On Tue, Dec 2, 2008 at 7:01 AM, Magnus Manske
<magnusmanske(a)googlemail.com> wrote:
[snip]
Articles on en.wikipedia with "1905 births"
and "1967 deaths" took <0.4 sec.
OTOH, looking for images on Commons in "GFDL" and "Buildings in
Berlin" took ~2min. Might be the giant GFDL category, or the
toolserver, or both. I'll try to fiddle with it some more utilising
cat_pages/cat_files.
No. Bleh. The horrible slowness in your results is a result of broken
methodology. (2 seconds is unacceptably slow by a factor of 10x, as
far as I'm concerned)
Please see:
https://lists.wikimedia.org/mailman/htdig/wikitech-l/2006-September/026715.…
If you go around blaming big categories I will be forced hunt you down
and kill you. The constant mindset of "big categories = slow" results
in people building pre-made intersections to reduce category sizes
rather than using atomic categories. We can make big categories
blindingly fast, but we simply can not make the recursion needed to
sensible outcomes on pre-made intersections fast.

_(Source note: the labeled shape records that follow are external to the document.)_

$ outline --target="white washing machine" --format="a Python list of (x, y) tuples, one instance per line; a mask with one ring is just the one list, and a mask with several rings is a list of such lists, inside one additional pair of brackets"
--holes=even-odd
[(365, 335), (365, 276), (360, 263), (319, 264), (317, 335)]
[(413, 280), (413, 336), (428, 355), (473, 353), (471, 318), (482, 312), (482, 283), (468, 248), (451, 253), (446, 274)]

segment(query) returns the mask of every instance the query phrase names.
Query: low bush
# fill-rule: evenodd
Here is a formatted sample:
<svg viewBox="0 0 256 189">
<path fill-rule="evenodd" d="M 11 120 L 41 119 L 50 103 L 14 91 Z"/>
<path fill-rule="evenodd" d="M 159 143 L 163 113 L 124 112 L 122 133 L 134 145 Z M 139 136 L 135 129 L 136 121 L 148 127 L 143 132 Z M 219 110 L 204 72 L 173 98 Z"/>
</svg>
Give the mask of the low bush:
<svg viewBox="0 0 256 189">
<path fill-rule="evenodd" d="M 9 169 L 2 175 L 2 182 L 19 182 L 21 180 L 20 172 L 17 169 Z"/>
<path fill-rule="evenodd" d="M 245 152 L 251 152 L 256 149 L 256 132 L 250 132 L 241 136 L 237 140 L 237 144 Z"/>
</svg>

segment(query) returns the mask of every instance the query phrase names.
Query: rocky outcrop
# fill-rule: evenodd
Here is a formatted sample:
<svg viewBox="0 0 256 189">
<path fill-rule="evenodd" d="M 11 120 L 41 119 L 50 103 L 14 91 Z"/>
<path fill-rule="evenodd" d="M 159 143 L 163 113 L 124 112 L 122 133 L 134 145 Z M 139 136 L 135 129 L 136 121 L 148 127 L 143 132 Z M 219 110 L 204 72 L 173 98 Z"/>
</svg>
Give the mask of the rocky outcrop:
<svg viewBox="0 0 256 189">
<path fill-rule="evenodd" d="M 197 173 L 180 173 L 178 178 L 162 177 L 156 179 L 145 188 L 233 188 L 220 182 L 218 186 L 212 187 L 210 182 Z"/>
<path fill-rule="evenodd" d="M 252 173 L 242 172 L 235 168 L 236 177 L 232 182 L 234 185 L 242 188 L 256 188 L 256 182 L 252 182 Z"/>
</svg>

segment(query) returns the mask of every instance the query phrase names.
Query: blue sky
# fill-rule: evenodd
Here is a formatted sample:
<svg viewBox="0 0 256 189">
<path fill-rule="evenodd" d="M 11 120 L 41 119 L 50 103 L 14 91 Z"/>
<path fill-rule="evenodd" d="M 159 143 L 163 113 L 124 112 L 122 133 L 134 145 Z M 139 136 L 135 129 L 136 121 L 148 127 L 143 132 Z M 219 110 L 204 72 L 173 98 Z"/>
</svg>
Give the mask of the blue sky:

I had a tool on on toolserver that gave a HTML and JSON interfaces for
doing queries against your choice of enwp or commons, ... the worst
case results I could get out of it were on the order of ~30ms when
using up to 10 categories. I didn't bother to maintain it because I
mostly got complaints that it was not useful because it didn't find
most things because it couldn't walk the category tree.